The Page Domain acts as the crucial intermediary, operating within the context of a specific browser. It exposes methods for navigation, content interaction, JavaScript execution, and event handling. A fundamental aspect is its ability to locate elements within the page and create WebElement instances.

The WebElement Domain represents specific DOM elements. Each WebElement belongs to a page and provides specialized methods for interactions such as clicking, typing, or retrieving properties. While WebElements are separate entities, they always operate within the context of the page that created them.

This layered architecture provides several benefits:

  • Separation of Concerns: Each domain has a clear, well-defined purpose
  • Reusability: Components can be used independently when needed
  • Ease of Use: The API follows a natural flow from browser → page → element
  • Flexibility: Multiple pages can operate within a single browser with independent states

Understanding these domain relationships allows you to create more efficient and well-structured automation with Pydoll.

Network Monitoring

The Page domain implements a sophisticated network monitoring system through event collection, log storage, and response analysis.

This enables powerful network analysis capabilities:

# Enable network events
await page.enable_network_events()

# Perform some action that triggers network requests
await page.go_to("https://example.com")

# Get network logs matching specific patterns
api_logs = await page.get_network_logs(matches=["api", "graphql"])

# Get response bodies for specific requests
json_responses = await page.get_network_response_bodies(matches=["api/data"])

# Get a specific response body by request ID
request_id = api_logs[0]['params']['requestId']
body, is_base64 = await page.get_network_response_body(request_id)

Network Analysis Use Cases

Network monitoring capabilities enable: - API response validation - Performance analysis - Data extraction from XHR responses - Debugging request/response cycles

The implementation leverages two key components:

  1. Event Monitoring: Stores network events in a connection handler buffer
  2. Response Retrieval: Uses the Network domain to fetch response bodies when needed

Conclusion

The Page domain is the central workspace for most Pydoll automation tasks.

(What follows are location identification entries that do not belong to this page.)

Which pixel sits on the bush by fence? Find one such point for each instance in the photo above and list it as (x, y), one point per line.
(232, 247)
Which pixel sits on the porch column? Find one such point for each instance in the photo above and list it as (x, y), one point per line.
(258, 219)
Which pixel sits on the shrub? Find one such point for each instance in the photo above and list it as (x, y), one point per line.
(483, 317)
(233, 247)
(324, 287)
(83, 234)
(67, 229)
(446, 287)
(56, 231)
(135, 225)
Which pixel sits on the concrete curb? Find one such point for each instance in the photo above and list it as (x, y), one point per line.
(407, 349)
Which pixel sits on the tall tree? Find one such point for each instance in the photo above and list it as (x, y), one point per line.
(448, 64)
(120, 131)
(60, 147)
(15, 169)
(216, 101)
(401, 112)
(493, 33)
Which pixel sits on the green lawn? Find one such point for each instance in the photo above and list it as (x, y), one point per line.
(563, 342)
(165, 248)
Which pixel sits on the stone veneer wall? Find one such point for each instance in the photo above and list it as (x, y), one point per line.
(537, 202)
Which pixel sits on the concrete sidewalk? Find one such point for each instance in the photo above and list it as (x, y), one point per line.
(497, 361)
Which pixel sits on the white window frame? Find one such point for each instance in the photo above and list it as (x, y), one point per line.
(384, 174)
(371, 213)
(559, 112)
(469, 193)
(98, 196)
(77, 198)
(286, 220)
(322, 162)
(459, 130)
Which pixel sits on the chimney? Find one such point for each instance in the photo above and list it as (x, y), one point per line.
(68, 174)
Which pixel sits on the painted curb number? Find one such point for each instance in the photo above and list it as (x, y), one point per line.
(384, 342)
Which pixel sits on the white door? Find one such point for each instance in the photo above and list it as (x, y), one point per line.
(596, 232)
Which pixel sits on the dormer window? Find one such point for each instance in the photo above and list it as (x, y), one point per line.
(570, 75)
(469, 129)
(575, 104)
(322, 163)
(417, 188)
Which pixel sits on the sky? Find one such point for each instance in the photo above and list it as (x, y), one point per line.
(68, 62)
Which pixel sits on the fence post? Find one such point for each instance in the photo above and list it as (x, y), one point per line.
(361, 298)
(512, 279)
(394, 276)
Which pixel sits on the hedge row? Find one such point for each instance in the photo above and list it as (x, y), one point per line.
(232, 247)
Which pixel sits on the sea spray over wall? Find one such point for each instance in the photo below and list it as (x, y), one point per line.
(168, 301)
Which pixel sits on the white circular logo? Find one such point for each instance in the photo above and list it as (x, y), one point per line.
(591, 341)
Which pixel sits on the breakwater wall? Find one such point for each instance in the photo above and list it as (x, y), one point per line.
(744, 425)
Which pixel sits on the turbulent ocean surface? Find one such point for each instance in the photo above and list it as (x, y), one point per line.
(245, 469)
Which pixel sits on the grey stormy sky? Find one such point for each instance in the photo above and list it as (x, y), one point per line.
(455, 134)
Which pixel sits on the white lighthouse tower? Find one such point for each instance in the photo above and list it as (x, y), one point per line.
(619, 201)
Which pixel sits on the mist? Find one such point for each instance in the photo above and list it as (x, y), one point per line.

Its sophisticated architecture integrates multiple CDP domains into a unified API that simplifies complex automation scenarios while maintaining the full power of the Chrome DevTools Protocol.

The domain's design leverages several architectural patterns: - Inheritance and composition for code organization - Command pattern for CDP communication - Observer pattern for event handling - Factory pattern for element creation - Context managers for resource management

By understanding the Page domain's architecture, capabilities, and patterns, you can create sophisticated browser automation scripts that effectively handle navigation, interaction, events, and state management.